Personal information
- Full name: Raymond Swann
- Born: 2 October 1950 (age 75) Stannington, Northumberland, England
- Batting: Right-handed
- Bowling: Right-arm medium
- Relations: Alec Swann (son); Graeme Swann (son);

Domestic team information
- 1969–1972: Northumberland
- 1989–1995: Bedfordshire
- 1999: Northamptonshire Cricket Board

Career statistics
| Competition | List A |
| Matches | 3 |
| Runs scored | 37 |
| Batting average | 12.33 |
| 100s/50s | 0/0 |
| Top score | 19 |
| Balls bowled | 54 |
| Wickets | 2 |
| Bowling average | 31.00 |
| 5 wickets in innings | 0 |
| 10 wickets in match | 0 |
| Best bowling | 2/50 |
| Catches/stumpings | 0/– |
- Source: Cricinfo, 22 July 2010

= Ray Swann =

English former cricketer

Raymond Swann (born 2 October 1950) is a former English cricketer and schoolteacher. Swann was a right-handed batsman who bowled right-arm medium pace. He was born at Stannington, Northumberland.

Swann made his debut in county cricket for Northumberland, in the 1969 Minor Counties Championship against Cheshire. From 1969 to 1972, he represented the county in seventeen Minor Counties matches, with his final appearance coming against Durham. In 1971, he also represented the county in a List A match against Lincolnshire in the Gillette Cup.

Seventeen years after his last Minor counties appearance, Swann joined Bedfordshire, making his Minor Counties Championship debut for the county against his former county Northumberland. From 1989 to 1995, he represented the county in 53 Minor Counties Championship matches, with his final appearance coming against Cambridgeshire. He also represented the county in twelve MCCA Knockout Trophy matches. He also played a single List A match for Bedfordshire against Worcestershire in the 1991 NatWest Trophy.

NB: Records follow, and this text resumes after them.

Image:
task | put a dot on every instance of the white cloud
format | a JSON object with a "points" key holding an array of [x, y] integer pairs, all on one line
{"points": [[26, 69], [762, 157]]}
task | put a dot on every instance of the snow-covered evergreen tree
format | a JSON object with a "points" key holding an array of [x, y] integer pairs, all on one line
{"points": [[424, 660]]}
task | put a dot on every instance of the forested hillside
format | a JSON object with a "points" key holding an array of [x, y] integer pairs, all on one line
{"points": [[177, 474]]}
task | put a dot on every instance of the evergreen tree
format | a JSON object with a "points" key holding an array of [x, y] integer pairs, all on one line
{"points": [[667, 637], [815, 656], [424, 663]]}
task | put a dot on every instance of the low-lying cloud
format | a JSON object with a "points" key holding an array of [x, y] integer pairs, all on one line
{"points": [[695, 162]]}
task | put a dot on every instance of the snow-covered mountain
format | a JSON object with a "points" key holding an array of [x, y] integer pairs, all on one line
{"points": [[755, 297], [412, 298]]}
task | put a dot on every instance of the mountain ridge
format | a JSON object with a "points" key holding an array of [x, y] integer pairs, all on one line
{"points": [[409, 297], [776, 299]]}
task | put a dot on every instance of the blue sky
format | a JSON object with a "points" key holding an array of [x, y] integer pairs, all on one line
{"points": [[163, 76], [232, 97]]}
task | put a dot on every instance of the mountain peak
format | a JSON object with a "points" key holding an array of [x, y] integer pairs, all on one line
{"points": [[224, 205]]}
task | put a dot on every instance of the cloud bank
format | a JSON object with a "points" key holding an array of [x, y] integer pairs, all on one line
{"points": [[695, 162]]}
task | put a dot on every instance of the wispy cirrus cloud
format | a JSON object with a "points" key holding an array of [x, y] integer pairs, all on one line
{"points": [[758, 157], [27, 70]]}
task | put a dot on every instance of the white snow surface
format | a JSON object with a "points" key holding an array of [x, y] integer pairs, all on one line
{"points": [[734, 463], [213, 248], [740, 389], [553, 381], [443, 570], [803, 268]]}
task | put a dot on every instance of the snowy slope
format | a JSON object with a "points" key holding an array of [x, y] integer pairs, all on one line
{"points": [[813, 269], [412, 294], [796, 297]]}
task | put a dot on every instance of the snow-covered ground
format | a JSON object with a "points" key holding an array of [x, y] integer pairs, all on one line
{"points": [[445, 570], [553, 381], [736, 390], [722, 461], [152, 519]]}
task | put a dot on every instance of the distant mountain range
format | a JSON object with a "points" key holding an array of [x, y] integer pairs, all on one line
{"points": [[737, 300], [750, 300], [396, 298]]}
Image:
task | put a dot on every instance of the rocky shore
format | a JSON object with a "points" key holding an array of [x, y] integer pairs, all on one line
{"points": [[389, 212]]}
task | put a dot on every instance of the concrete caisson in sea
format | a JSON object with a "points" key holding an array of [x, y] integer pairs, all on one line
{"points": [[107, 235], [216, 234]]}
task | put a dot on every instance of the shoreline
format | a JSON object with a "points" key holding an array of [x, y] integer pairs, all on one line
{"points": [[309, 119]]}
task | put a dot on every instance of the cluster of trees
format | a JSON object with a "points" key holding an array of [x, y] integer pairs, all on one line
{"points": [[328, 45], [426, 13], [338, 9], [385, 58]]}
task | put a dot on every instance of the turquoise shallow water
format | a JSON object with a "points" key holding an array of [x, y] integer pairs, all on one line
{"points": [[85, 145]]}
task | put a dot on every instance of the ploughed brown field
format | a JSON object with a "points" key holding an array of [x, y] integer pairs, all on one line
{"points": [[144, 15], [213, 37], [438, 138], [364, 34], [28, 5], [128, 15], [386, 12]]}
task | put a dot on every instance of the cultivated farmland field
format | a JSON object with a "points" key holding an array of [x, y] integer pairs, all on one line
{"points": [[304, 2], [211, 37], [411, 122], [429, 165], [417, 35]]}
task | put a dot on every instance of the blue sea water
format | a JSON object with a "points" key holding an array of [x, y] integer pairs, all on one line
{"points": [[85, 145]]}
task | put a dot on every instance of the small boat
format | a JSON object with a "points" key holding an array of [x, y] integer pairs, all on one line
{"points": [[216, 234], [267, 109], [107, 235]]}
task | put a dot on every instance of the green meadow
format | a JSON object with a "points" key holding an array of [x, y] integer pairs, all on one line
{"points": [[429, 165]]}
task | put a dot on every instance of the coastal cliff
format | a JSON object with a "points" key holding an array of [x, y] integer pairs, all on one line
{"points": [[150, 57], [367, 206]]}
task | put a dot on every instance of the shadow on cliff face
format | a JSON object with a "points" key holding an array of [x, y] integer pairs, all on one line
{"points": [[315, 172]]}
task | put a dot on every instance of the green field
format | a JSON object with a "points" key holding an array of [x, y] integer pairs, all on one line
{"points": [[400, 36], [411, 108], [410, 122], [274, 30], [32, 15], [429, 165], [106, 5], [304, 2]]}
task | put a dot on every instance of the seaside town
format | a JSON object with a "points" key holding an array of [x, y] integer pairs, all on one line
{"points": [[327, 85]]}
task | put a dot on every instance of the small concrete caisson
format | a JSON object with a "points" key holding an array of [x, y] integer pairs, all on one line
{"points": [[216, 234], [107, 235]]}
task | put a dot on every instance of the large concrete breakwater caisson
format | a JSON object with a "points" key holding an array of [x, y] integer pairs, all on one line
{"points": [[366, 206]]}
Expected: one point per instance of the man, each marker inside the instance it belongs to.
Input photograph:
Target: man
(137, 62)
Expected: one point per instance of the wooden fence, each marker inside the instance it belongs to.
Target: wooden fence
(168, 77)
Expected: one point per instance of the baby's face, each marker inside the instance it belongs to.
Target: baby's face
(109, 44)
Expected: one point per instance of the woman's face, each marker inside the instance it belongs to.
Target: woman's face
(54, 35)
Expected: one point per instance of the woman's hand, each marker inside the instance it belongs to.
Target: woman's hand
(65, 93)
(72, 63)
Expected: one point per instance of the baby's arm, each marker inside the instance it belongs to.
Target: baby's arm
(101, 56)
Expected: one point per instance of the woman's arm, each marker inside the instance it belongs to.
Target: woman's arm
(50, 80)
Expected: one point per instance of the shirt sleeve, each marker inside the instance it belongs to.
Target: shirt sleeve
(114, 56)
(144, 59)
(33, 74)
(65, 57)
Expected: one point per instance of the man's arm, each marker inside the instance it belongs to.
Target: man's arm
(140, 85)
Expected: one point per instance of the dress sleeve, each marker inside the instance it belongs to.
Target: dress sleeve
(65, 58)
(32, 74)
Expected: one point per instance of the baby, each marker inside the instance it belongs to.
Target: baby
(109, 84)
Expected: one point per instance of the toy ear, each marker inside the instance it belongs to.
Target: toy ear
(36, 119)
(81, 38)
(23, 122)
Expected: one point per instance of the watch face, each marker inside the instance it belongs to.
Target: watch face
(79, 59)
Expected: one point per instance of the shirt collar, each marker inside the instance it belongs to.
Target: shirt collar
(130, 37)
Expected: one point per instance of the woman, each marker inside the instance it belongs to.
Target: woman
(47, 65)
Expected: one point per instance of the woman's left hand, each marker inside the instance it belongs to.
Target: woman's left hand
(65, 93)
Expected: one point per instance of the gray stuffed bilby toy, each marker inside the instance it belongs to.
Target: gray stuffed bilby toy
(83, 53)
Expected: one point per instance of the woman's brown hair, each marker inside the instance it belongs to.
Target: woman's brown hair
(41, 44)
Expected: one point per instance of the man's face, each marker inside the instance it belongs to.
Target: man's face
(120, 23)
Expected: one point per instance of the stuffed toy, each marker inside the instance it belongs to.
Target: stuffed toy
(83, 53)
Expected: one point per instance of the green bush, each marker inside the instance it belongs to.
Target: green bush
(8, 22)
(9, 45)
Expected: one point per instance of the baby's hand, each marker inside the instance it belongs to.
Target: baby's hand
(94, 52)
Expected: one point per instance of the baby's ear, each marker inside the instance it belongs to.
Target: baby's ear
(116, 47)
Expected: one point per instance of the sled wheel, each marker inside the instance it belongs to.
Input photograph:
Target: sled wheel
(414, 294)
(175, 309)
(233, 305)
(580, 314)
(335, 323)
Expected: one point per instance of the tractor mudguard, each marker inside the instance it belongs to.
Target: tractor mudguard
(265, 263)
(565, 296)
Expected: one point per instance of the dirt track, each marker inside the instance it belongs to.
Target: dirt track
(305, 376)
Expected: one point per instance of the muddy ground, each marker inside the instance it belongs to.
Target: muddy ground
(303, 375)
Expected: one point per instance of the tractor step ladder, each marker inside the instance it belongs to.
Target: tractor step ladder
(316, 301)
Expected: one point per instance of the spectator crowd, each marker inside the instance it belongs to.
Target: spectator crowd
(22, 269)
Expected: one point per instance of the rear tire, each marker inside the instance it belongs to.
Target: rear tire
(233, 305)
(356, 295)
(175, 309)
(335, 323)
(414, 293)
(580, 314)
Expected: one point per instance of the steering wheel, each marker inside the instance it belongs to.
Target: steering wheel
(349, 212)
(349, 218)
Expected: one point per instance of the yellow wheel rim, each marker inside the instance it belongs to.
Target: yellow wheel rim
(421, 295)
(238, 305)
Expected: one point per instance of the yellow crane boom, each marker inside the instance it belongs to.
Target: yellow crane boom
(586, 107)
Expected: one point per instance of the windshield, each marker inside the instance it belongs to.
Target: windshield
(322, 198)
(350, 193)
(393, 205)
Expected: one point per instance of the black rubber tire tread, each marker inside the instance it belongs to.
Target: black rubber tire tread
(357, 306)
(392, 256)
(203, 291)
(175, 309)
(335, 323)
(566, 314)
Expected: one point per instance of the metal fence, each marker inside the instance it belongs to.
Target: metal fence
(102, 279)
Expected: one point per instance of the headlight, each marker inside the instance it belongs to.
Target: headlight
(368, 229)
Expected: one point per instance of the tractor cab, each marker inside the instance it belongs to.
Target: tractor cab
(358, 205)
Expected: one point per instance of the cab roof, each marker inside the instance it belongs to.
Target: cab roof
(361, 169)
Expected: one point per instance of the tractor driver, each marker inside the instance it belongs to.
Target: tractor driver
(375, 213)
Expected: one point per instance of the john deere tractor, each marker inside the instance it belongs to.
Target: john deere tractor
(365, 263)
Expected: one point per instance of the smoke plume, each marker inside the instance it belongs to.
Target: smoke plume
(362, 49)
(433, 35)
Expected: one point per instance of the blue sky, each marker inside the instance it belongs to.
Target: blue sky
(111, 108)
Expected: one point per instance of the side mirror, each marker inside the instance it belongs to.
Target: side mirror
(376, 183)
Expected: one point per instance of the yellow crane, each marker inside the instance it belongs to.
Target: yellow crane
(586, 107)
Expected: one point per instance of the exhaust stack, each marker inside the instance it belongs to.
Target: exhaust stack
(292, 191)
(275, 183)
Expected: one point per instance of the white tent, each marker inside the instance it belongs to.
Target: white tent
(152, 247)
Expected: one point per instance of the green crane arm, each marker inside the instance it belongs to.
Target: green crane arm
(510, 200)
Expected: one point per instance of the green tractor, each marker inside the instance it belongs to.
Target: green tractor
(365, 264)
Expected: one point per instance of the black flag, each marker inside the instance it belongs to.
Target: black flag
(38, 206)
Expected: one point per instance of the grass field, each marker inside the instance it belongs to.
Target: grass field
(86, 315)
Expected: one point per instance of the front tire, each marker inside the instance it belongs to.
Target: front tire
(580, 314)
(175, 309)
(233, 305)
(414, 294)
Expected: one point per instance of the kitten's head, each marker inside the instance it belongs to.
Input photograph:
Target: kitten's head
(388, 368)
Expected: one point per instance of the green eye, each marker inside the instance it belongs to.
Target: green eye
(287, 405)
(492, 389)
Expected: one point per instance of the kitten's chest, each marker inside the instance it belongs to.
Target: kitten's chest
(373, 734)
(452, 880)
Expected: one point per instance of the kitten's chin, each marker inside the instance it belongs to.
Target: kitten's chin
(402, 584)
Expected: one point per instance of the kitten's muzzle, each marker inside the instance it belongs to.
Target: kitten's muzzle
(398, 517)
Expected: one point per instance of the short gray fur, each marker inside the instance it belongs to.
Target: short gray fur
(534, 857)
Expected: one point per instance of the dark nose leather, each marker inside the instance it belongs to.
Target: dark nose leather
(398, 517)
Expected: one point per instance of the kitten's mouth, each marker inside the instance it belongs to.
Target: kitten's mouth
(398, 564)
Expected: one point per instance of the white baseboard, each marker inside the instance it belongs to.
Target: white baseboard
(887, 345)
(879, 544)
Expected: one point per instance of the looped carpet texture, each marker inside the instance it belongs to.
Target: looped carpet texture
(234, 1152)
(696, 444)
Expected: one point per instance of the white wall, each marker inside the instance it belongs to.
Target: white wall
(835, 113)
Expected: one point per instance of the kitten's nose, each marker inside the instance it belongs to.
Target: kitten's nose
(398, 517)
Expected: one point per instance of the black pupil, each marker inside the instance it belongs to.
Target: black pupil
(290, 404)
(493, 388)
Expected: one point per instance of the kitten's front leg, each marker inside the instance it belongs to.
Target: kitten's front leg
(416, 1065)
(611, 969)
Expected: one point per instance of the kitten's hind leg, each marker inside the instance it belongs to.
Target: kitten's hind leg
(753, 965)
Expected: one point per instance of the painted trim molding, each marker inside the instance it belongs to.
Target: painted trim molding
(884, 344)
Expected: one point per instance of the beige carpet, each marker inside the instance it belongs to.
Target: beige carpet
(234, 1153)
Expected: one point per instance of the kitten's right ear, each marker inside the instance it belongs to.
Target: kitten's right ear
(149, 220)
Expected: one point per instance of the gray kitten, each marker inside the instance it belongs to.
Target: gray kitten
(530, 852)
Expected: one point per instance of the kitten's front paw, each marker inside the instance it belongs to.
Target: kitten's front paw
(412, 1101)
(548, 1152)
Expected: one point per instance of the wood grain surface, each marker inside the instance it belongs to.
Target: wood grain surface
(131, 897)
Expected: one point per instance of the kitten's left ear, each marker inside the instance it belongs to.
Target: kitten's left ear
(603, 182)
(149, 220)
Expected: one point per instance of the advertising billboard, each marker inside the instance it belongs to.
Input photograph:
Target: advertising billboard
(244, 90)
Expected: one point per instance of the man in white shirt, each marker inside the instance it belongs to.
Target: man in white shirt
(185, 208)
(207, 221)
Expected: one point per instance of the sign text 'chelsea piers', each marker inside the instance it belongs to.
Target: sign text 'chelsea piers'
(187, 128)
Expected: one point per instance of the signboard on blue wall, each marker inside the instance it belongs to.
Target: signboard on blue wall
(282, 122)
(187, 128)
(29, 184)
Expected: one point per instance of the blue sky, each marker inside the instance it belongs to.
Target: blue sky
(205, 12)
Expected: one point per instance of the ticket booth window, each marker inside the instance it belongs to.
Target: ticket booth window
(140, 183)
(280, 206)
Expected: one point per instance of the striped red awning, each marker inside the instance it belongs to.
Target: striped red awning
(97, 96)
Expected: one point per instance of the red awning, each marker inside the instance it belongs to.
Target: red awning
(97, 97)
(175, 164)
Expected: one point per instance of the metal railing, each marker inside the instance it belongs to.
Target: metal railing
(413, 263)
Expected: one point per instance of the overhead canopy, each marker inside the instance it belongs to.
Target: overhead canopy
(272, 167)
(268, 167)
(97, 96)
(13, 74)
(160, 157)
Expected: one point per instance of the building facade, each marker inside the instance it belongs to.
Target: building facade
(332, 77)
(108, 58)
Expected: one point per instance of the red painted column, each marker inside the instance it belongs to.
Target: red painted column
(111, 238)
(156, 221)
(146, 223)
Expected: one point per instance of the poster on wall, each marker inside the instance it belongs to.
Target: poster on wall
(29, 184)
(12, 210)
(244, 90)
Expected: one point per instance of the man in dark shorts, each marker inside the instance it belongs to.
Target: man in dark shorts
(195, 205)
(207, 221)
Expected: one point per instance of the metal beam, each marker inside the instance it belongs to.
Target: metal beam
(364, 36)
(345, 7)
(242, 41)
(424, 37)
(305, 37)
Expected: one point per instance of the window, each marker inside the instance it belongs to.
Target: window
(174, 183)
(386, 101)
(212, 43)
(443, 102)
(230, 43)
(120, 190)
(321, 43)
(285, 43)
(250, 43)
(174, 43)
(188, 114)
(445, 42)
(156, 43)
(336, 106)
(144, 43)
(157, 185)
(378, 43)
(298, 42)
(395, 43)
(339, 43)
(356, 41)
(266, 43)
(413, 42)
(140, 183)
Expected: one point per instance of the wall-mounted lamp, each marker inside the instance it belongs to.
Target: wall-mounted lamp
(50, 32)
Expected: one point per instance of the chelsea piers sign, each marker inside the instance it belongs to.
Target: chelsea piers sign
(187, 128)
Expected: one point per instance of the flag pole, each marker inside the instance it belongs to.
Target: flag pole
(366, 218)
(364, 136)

Swann's final List A appearance came in the 1999 NatWest Trophy for the Northamptonshire Cricket Board against Wiltshire. In his total of three List A matches, he scored 37 runs at an average of 12.33, with a high score of 19. With the ball, he took 2 wickets at a bowling average of 31.00, with best figures of 2/50.

==Family and personal life==
Swann has two cricketing sons. His younger son Graeme represented Bedfordshire, Northamptonshire, Nottinghamshire and England and was a Wisden Cricketer of the Year in 2010. His elder son Alec has also represented Bedfordshire and played first-class cricket for Northamptonshire and Lancashire. He previously taught P.E. and mathematics at Sponne School, Towcester and Lings Upper school Northampton. He then taught mathematics and geography at Akeley Wood School.